Culinary experiences at Primea
Dinner at Flame exemplified modern Asian cuisine and culinary artistry. Manila Bulletin sampled a dinner tasting menu offered by the restaurant. The evening began with an array of creative appetizers: crab gribiche paired with compressed watermelon; wagyu nugget with camembert, bull-dog sauce, Japanese mayo, and bonito; and spice-seared tuna with pico de gallo, chipotle mayo, and banana chip. The hamachi crudo, featuring avocado, pickled onions, and soy-wasabi vinaigrette, delivered a refreshing balance of flavors.

The meal continued with seared scallops served alongside black pepper cauliflower chawanmushi, green peas, and jamon serrano, followed by grilled jumbo prawn complemented by sambal mati, crispy shallots, soft egg, and a bagoong arancini. For the mains, the pan-seared Chilean seabass was accompanied by sundried tomato pesto, fennel, crispy chickpeas, and chorizo cappuccino. The US beef tenderloin, served with foie gras, napa cabbage, potato fondant, crepe purée, black garlic, mushrooms, and beef jus, was a standout dish that epitomized indulgence. The meal concluded with chocolate, a decadent dessert featuring gianduja cake, berries and compote, hazelnut praline, and salted caramel. At P3,800++, the menu offered a feast that was both luxurious and memorable.



The following morning, brunch at Tapenade highlighted Mediterranean specialties and brunch classics with a unique twist. The new Sunday brunch menu features dishes such as shakshouka, eggs royale, and fried chicken and waffles. Bottomless champagne cocktails and live guitar music enhanced the relaxed yet sophisticated atmosphere. David emphasized the departure from traditional buffet brunches, favoring an a-la-carte approach. “Brunch is probably my favorite meal of the week,” he said. “Perhaps because it is the ultimate ‘New York’ weekend treat, or maybe because I love eggs benedict. We feature a few classics, some of them with a slight ‘Primea’ twist, so people can enjoy the flavors they know and love on Sunday mornings.”
Ayala’s culinary philosophy has shaped the hotel’s food and beverage approach, ensuring a blend of global standards and local authenticity. “You can feel the sincerity of Filipino hospitality in the warm smiles, genuine welcomes, and the way our team truly cares for every guest,” he said. “It’s not something you can fake.
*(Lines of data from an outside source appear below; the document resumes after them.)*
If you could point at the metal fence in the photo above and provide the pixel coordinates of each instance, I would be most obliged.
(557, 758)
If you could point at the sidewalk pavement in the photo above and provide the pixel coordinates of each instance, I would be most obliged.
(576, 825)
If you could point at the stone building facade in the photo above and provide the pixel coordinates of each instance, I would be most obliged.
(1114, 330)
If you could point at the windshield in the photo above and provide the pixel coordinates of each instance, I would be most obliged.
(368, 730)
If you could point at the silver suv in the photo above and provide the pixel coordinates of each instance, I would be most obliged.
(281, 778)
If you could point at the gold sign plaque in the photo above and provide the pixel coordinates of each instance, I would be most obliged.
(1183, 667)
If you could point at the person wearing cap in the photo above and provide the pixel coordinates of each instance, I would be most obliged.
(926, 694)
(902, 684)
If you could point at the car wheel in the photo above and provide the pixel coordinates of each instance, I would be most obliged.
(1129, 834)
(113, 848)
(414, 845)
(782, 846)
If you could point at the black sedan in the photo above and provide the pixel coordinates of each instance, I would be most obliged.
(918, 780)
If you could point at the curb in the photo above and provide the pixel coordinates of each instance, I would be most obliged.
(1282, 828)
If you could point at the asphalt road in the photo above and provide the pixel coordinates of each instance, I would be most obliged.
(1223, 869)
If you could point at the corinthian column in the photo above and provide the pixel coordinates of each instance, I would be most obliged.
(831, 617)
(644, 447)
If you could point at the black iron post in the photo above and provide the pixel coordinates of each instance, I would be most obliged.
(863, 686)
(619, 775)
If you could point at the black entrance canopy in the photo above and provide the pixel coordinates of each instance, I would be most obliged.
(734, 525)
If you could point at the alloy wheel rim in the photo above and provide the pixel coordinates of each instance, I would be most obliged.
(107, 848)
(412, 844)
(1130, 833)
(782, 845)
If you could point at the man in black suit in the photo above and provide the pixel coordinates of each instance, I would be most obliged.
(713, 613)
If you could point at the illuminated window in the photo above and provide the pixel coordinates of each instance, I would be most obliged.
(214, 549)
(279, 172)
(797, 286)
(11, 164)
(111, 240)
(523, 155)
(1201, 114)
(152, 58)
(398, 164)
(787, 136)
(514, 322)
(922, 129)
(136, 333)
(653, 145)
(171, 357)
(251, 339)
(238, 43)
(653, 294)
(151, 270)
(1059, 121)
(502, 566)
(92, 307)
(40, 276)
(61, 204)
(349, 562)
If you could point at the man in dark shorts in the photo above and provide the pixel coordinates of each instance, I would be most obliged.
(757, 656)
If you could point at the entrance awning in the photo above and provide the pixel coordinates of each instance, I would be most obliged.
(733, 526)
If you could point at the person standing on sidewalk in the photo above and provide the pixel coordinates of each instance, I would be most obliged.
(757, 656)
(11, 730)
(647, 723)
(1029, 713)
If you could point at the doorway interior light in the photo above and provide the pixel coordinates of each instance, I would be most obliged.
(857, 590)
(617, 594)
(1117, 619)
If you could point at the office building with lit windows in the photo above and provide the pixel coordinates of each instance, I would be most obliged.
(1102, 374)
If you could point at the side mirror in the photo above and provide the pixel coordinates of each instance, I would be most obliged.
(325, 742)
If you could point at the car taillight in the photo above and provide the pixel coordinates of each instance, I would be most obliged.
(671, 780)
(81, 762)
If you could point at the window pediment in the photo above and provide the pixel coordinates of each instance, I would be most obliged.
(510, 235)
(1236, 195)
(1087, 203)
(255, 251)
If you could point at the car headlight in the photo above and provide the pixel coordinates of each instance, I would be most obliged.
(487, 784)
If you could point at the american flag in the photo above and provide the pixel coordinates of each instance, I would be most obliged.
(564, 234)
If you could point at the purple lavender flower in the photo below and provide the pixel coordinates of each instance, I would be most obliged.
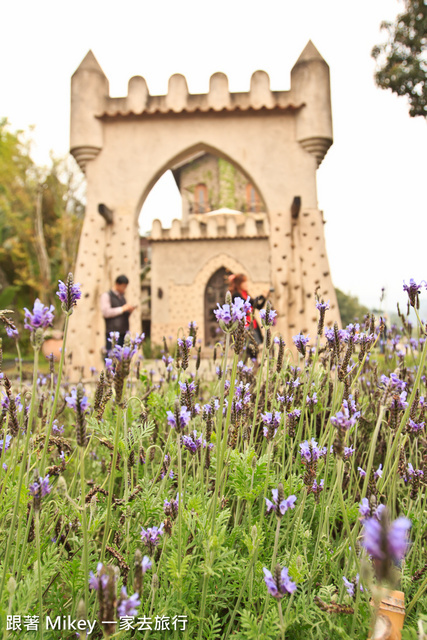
(12, 332)
(283, 506)
(5, 444)
(393, 383)
(322, 306)
(310, 451)
(271, 422)
(40, 318)
(311, 401)
(41, 488)
(378, 473)
(151, 537)
(415, 427)
(411, 472)
(188, 342)
(72, 401)
(194, 443)
(413, 290)
(184, 418)
(343, 421)
(349, 586)
(230, 314)
(364, 508)
(56, 428)
(171, 507)
(348, 452)
(267, 317)
(146, 564)
(280, 583)
(317, 488)
(123, 354)
(94, 580)
(301, 342)
(128, 606)
(68, 293)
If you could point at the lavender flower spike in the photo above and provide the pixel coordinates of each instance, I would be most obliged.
(128, 606)
(40, 318)
(279, 583)
(68, 293)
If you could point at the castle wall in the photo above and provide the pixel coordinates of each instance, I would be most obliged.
(277, 139)
(194, 262)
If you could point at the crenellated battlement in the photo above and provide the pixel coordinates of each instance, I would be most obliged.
(179, 100)
(223, 224)
(307, 101)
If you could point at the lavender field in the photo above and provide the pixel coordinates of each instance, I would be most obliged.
(281, 496)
It’s innate, and it’s something that really sets Filipinos apart.”

The Gilarmi Lounge’s Gin Library added another layer to Discovery Primea’s culinary appeal. Featuring an extensive selection of premium gins paired with expertly crafted bites, the lounge provided a sophisticated setting for an evening of relaxation. The curated gin collection and attentive staff solidify its status as a standout feature of the hotel.
David’s role as general manager is enriched by his culinary background, which he sees as an asset in maintaining high standards. “Perhaps the most important edge a chef can maintain, regardless of where your career brings you, is the kitchen’s sense of urgency,” he said. “Things must be done now, now, now. Make them nice, not twice.”
As Discovery Primea approaches its 10th anniversary in February 2025, the hotel continues to set benchmarks for luxury and gastronomy. David expressed optimism about the Philippine culinary landscape, crediting the rise of independent, chef-driven restaurants. “This trend has placed the country on a path towards regional and eventually global culinary relevance,” he observed. “Together with a dining public eager to try new and exciting proposals, this trend has placed the country on a path towards regional and eventually global culinary relevance.”
From the modern Asian cuisine at Flame to the Mediterranean flavors at Tapenade and the curated drinks at the Gin Library, Discovery Primea remains a culinary destination. For food enthusiasts and travelers alike, the hotel offers more than a meal; it delivers an experience that reflects the vibrant evolution of Makati’s dining scene.